Susannah unfastened the rope from where it was tied to her belt and strapped a harness around her torso. She dropped one end of the rope through the hole and received a flash of light from a hideaway lamp to signal that Chester and Travis had hold of the end. She waited a few moments, knowing they were securing the rope to their own belts to counteract her weight.

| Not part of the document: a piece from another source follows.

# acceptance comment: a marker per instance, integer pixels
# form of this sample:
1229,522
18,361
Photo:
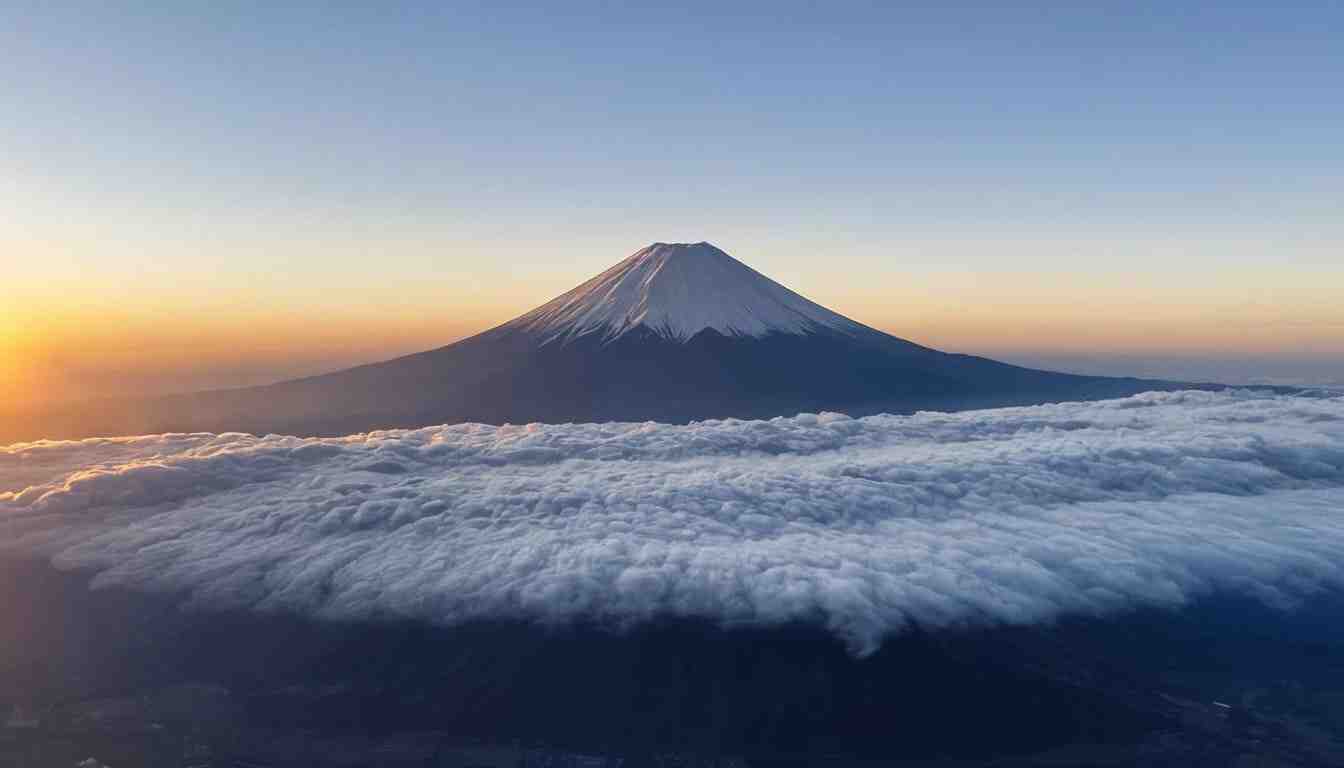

She bent down, thrusting her upper body through the crack while her knees remained securely gripped to the outside of the dome. She retrieved a pulley ring from her pocket and pressed it against the inside lip of the dome, where an iron frame ran in lines beneath the copper. Her magnet gripped the iron like a kiss. It was strong enough to hold the pulley in place but she wouldn’t yet trust it with her body weight.
Susannah wriggled back out into the open air and nodded at Dot. The blonde girl raised her hands and whistled a quiet little run of notes. The melody was tight and fast; it reminded Susannah of a hammer thwacking in an obstinate nail. Three, four, five bars of melody and Dot’s whistle faded away.
‘Done,’ she said. ‘It should hold for a good hour, at least.’
Susannah reached back down under the dome and gave the pulley a tug. It held fast to the sturdy iron frame, secured by the power of Dot’s melody.
Time to go.
She fed her end of the rope through the pulley, before securing it to the harness system around her torso. Then, with a deep breath, she slipped the rest of her body through the gap.